Title: | Oblique Random Forests for Right-Censored Time-to-Event Data |
---|---|
Description: | Oblique random survival forests incorporate linear combinations of input variables into random survival forests (Ishwaran, 2008 <DOI:10.1214/08-AOAS169>). Regularized Cox proportional hazard models (Simon, 2016 <DOI:10.18637/jss.v039.i05>) are used to identify optimal linear combinations of input variables. |
Authors: | Byron Jaeger [aut, cre] |
Maintainer: | Byron Jaeger <[email protected]> |
License: | GPL-3 |
Version: | 0.1.2 |
Built: | 2024-11-04 06:21:04 UTC |
Source: | https://github.com/cran/obliqueRSF |
Oblique random survival forest are ensembles for right-censored survival data that incorporate linear combinations of input variables into random survival forests (see Ishwaran et al., 2008 <doi:10.1214/08-AOAS169>).

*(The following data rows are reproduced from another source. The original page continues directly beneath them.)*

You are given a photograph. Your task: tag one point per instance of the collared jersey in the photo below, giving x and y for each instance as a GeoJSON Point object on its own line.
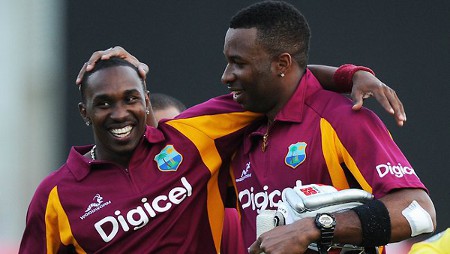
{"type": "Point", "coordinates": [169, 199]}
{"type": "Point", "coordinates": [316, 138]}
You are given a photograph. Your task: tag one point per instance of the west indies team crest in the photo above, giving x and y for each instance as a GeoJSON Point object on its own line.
{"type": "Point", "coordinates": [168, 159]}
{"type": "Point", "coordinates": [296, 154]}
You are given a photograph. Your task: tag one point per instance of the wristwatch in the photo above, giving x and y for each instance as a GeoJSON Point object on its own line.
{"type": "Point", "coordinates": [326, 223]}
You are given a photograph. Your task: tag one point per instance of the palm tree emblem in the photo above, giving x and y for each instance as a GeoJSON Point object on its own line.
{"type": "Point", "coordinates": [168, 159]}
{"type": "Point", "coordinates": [296, 154]}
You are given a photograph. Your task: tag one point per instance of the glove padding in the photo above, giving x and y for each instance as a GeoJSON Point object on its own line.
{"type": "Point", "coordinates": [308, 200]}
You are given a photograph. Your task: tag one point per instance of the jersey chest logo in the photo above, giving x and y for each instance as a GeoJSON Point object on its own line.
{"type": "Point", "coordinates": [296, 154]}
{"type": "Point", "coordinates": [168, 159]}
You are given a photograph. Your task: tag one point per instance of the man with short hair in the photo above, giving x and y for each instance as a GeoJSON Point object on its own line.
{"type": "Point", "coordinates": [312, 135]}
{"type": "Point", "coordinates": [138, 189]}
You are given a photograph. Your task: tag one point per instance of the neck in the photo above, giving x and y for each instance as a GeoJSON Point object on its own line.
{"type": "Point", "coordinates": [287, 88]}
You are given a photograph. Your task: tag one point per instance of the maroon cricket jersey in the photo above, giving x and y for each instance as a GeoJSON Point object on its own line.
{"type": "Point", "coordinates": [169, 199]}
{"type": "Point", "coordinates": [317, 138]}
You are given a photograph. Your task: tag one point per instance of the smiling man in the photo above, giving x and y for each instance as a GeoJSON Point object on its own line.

Regularized Cox proportional hazard models (see Simon et al., 2016 <doi:10.18637/jss.v039.i05>) identify optimal linear combinations of input variables in each recursive partitioning step while building survival trees (see Bou-hamad et al., 2011 <doi: 10.1214/09-SS047>).
Byron C. Jaeger <[email protected]>
Grow an oblique random survival forest (ORSF)
ORSF( data, alpha = 0.5, ntree = 100, time = "time", status = "status", eval_times = NULL, features = NULL, min_events_to_split_node = 5, min_obs_to_split_node = 10, min_obs_in_leaf_node = 5, min_events_in_leaf_node = 1, nsplit = 25, gamma = 0.5, max_pval_to_split_node = 0.5, mtry = ceiling(sqrt(ncol(data) - 2)), dfmax = mtry, use.cv = FALSE, verbose = TRUE, compute_oob_predictions = FALSE, random_seed = NULL )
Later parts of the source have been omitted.